From: Benjamin Berg <benjamin@sipsolutions.net>
To: Tiwei Bie <tiwei.btw@antgroup.com>, linux-um@lists.infradead.org
Subject: Re: [PATCH 3/5] um: Do a double clone to disable rseq
Date: Tue, 28 May 2024 12:30:31 +0200 [thread overview]
Message-ID: <388619aff5c8372998992a9f28fd7c71fb36eb51.camel@sipsolutions.net> (raw)
In-Reply-To: <5f5505da-ba67-421e-b0f5-6a5c19955f27@antgroup.com>
Hi Tiwei,
On Tue, 2024-05-28 at 18:16 +0800, Tiwei Bie wrote:
> On 5/28/24 4:54 PM, benjamin@sipsolutions.net wrote:
> > From: Benjamin Berg <benjamin.berg@intel.com>
> >
> > Newer glibc versions are enabling rseq support by default. This remains
> > enabled in the cloned child process, potentially causing the host kernel
> > to write/read memory in the child.
> >
> > It appears that this was purely not an issue because the used memory
> > area happened to be above TASK_SIZE and remains mapped.
>
> I also encountered this issue. In my case, with "Force a static link"
> (CONFIG_STATIC_LINK) enabled, UML will crash immediately every time
> it starts up. I worked around this by setting the glibc.pthread.rseq
> tunable via GLIBC_TUNABLES [1] before launching UML.
>
> So another easy way to work around this issue without introducing runtime
> overhead might be to add the GLIBC_TUNABLES=glibc.pthread.rseq=0 environment
> variable and exec /proc/self/exe in UML on startup.
I am not really worried about the overhead, but I agree that setting
GLIBC_TUNABLES is also a reasonable solution to the problem.

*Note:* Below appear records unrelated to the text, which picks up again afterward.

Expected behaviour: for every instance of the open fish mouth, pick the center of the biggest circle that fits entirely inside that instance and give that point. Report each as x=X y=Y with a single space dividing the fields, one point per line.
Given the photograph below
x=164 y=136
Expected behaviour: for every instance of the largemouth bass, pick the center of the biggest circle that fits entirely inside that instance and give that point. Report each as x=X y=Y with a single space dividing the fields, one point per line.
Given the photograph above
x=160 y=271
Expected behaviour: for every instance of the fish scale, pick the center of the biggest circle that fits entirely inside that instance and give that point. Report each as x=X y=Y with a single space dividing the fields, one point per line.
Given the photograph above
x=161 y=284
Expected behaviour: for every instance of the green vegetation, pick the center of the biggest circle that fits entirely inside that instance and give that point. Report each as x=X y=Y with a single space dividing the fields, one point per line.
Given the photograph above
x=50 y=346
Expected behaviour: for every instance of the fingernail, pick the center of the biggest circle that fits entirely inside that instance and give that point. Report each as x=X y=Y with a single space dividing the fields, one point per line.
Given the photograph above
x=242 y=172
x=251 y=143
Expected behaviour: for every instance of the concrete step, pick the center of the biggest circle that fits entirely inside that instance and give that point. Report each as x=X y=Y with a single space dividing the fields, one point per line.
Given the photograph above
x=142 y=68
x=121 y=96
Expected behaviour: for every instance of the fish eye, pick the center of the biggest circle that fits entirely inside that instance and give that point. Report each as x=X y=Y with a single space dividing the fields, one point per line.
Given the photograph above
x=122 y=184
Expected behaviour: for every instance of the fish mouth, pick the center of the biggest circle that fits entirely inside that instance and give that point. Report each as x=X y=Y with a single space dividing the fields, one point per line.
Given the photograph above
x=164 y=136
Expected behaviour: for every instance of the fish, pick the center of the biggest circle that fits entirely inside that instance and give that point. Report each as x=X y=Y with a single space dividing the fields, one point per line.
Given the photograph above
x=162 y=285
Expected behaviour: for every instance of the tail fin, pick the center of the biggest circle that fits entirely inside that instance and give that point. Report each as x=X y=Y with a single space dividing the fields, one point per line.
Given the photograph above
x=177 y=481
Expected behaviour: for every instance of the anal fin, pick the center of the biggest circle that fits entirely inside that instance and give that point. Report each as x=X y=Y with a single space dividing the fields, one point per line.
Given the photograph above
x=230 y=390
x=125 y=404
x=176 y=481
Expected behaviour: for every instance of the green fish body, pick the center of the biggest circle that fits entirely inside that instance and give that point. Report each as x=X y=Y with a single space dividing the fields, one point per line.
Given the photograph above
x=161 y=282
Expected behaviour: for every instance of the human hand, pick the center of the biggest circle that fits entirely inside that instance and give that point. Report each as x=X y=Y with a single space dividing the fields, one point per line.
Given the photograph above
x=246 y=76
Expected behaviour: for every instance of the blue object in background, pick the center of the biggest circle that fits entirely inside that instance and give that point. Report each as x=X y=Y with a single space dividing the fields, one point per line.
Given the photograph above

Doing the memfd/execveat dance with an embedded static binary would
still be best in my view, but either this or GLIBC_TUNABLES seem fine
in the meantime.
Do you want to submit the patch? Should I re-roll the patchset with
GLIBC_TUNABLES?
Benjamin
> [1] https://www.gnu.org/software/libc/manual/html_node/Tunables.html
>
> Regards,
> Tiwei
>
> >
> > Note that a better approach would be to exec a small static binary that
> > does not link with other libraries. Using a memfd and execveat the
> > binary could be embedded into UML itself and it would result in an
> > entirely clean execution environment for userspace.
> >
> > Signed-off-by: Benjamin Berg <benjamin.berg@intel.com>
> > ---
> > arch/um/os-Linux/skas/process.c | 54 ++++++++++++++++++++++++++++++---
> > 1 file changed, 50 insertions(+), 4 deletions(-)
> >
> > diff --git a/arch/um/os-Linux/skas/process.c b/arch/um/os-Linux/skas/process.c
> > index 41a288dcfc34..ee332a2aeea6 100644
> > --- a/arch/um/os-Linux/skas/process.c
> > +++ b/arch/um/os-Linux/skas/process.c
> > @@ -255,6 +255,31 @@ static int userspace_tramp(void *stack)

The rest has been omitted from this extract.